There has been a march in London on May Day, May 1st, for many years now, and since I went freelance I think I’ve attended it most or all years. Before when I was working as a full-time teacher, I was usually working on the actual May Day and unable to celebrate it, though back in the 70s I would turn up to work with a sprig of Lily of the Valley in my lapel, provided by a left-wing colleague, with French connections – there they have a public holiday to celebrate La Fête du Travail which is also know as La Fête du Muguet .
Back in 1978, the then Labour Prime Minister James Callaghan lost his nerve in creating a May bank holiday, and instead of declaring May Day as a holiday we got the rather ridiculous first Monday in May. Despite it not being May Day it remains contentious, with the Tory right Little Englanders wanting to replace it with a nationalistic UK Day ‘Best of Britain’ celebration in Ocotober. Next year it is to be moved to Friday May 8th to celebrate the 75th anniversary of VE Day.
Without London’s ethnic communities, I think the London march would have died years ago, with Kurds and Turkish communist groups really keeping the event alive and many other nationalities taking part. There is a small hard-core of left wing trade unionists and British communists, as well as various issue groups also.
This year Clerkenwell Green seemed very empty when I arrived at the time marchers were supposed to gather from noon, though more came later, knowing it would only start around 1pm.

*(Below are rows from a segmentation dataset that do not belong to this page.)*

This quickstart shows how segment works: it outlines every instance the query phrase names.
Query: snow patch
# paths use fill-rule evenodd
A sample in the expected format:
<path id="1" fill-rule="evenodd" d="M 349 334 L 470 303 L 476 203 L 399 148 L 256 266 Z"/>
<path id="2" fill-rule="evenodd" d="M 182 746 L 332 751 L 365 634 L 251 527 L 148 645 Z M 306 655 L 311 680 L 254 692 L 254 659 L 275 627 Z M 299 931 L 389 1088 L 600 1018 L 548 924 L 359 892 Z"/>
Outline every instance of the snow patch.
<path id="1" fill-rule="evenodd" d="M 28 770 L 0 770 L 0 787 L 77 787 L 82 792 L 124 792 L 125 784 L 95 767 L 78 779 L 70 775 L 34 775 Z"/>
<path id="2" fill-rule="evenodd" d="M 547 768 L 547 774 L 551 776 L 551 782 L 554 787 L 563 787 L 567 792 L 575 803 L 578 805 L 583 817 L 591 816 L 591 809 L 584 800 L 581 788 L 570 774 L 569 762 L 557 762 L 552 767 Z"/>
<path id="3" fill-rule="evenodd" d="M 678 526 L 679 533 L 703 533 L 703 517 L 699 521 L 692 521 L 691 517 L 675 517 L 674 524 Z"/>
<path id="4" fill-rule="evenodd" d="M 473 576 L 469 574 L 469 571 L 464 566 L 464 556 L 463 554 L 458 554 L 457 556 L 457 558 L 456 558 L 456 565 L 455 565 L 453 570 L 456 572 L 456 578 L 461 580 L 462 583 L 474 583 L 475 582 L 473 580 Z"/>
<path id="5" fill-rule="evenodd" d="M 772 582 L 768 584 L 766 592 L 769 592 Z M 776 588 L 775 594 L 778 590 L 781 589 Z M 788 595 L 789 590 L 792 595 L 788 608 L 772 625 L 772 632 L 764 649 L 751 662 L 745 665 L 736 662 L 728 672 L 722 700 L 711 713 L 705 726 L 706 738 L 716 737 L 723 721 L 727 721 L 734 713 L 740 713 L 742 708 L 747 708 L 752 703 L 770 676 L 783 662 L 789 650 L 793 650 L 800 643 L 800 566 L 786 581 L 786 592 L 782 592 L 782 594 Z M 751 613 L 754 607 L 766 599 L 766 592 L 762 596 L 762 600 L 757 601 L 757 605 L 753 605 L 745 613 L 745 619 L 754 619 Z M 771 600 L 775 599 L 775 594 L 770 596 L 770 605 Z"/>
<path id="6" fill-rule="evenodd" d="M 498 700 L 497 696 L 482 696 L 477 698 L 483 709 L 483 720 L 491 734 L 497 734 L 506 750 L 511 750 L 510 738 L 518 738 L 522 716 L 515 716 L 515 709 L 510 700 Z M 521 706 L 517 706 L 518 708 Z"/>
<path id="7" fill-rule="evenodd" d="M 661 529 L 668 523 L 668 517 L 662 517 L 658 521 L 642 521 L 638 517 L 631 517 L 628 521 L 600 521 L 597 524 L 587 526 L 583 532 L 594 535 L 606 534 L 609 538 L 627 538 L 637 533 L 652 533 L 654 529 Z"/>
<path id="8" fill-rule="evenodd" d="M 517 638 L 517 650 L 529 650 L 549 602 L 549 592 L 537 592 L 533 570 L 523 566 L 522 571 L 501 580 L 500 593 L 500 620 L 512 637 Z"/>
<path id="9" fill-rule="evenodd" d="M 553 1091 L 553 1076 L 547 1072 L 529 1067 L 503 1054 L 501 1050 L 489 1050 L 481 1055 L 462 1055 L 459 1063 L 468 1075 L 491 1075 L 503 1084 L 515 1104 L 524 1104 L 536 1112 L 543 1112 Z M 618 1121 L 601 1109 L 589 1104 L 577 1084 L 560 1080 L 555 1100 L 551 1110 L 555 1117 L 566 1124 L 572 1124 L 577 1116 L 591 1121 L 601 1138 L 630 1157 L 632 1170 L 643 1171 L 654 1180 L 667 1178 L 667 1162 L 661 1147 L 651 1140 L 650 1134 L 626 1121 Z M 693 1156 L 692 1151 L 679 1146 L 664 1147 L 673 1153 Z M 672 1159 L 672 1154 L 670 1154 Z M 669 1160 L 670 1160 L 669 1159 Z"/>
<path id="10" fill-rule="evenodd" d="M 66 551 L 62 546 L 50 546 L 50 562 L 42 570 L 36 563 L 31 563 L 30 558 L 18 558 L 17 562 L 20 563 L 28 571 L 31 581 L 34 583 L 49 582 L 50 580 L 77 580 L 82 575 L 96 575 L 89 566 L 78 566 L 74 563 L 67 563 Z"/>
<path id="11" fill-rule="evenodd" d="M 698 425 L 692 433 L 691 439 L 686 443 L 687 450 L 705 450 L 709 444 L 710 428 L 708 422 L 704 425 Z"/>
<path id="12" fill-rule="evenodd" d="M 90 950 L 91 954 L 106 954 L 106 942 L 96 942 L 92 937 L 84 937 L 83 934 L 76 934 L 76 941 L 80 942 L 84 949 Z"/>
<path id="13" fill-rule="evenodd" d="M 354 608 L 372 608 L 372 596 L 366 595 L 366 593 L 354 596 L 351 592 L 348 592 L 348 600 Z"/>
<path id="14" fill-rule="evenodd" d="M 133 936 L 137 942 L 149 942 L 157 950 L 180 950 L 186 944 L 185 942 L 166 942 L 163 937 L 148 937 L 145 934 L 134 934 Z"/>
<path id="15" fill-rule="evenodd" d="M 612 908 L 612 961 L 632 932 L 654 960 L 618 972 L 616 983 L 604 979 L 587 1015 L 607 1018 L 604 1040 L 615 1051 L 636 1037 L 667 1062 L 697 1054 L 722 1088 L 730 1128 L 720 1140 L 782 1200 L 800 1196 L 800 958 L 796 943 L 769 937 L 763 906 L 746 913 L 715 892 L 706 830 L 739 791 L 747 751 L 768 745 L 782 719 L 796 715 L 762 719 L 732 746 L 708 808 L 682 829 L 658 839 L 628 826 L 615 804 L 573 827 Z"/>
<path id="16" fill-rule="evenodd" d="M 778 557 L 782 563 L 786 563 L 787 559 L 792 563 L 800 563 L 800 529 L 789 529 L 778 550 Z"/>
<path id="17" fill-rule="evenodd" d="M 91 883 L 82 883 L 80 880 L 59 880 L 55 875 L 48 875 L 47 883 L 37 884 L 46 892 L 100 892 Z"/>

But there were a few speeches in front of the Marx Library, notably from an man from the Indian Workers Association about the 100th anniversary of the Jallianwala Bagh massacre and their demand for a formal apology from Britain and the Venezuelan ambassador who spoke in support of their government against media lies used to promote the US-inspired and supported right-wing coup
Two unwelcome marchers held a banner with an anti-trans message woman an adult human female. Later following complaints they were challenged by march stewards and forced to leave the march. There is little support for this ‘Terf’ bigotry on the left which almost universally supports LGBTQ+ rights as an important area of human rights.